Piranesi è il protagonista del nuovo romanzo di Susanne Clarke, uscito a febbraio per Fazi Editore con un super lancio pubblicitario e come ogni super lancio editoriale che si rispetti il pubblico si è diviso in due: chi non vede l’ora di averlo tra le mani e chi non ne può già più di vederlo in giro!
Il gruppo di coloro che lo hanno letto si è a sua volta diviso in due: chi è rimasto deluso perché si aspettava di più e chi lo ha apprezzato sinceramente. Io, ve lo dico già, appartengo al secondo gruppo. Ho amato Piranesi, l’ho trovato incantato, malinconico e perfettamente autoconclusivo. Mi ha ricordato i romanzi minori di Marion Zimmer Bradley che leggevo da ragazzina, ma non solo, mi ha ricordato qualcosa che ancora non sono riuscita a ricordare (avete presente quella sensazione per cui vi sembra di aver già conosciuto qualcosa di simile ma non capite proprio quando e dove?)
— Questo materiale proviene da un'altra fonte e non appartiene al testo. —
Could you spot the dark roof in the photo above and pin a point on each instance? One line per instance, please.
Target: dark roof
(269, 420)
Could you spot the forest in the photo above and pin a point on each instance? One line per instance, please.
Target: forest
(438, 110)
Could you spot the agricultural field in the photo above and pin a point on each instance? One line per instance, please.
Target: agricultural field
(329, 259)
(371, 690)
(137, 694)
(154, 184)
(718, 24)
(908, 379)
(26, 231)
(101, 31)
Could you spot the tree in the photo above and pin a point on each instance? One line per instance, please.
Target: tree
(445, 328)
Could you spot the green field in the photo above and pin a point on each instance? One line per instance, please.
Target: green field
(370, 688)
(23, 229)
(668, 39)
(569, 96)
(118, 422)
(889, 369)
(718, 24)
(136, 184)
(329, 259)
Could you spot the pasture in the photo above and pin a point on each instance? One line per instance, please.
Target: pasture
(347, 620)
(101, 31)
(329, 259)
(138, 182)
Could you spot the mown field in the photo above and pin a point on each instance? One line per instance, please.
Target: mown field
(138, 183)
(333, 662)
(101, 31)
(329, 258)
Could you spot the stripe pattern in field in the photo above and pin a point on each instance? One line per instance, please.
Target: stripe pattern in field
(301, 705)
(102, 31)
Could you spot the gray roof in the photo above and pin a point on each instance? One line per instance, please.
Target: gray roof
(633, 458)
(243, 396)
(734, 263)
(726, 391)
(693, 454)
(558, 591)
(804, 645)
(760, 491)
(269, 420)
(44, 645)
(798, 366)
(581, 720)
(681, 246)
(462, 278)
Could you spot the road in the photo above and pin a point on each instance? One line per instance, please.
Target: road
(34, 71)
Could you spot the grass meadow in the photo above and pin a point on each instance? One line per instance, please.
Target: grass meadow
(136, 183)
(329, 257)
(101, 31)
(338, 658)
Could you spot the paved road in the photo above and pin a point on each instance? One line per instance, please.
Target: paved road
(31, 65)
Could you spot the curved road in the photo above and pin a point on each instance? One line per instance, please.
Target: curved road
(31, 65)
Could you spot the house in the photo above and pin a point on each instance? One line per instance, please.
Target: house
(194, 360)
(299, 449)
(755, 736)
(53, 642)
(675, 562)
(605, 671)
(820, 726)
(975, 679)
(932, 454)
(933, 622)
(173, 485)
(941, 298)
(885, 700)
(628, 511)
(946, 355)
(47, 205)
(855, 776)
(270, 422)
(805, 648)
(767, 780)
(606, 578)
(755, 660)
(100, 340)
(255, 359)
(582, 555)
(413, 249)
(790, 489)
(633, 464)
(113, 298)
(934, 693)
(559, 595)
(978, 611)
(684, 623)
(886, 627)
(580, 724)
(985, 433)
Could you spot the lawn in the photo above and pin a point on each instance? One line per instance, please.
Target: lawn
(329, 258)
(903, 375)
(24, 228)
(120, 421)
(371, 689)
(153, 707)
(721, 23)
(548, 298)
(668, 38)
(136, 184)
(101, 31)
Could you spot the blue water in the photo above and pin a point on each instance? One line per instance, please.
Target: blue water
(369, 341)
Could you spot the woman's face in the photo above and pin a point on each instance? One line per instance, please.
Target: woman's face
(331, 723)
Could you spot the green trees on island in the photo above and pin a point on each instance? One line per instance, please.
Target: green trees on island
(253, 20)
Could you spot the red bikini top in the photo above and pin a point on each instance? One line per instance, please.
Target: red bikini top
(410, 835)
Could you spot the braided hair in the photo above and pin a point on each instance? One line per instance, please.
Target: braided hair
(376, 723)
Ad ogni modo, Piranesi vive nella Casa, un immensa struttura architettonica abbandonata, piena di corridoi e stanze. Ovunque sono esposte delle bellissime statue di marmo e Piranesi conosce ogni angolo, ogni alcova, ogni salone. Piranesi ama la Casa, sebbene questa sia un disorientante labirinto che riserva molti pericoli tra cui il mare che con le sue burrasche e le sue maree sommerge le stanze e le statue mettendo in pericolo la vita del suo ospite.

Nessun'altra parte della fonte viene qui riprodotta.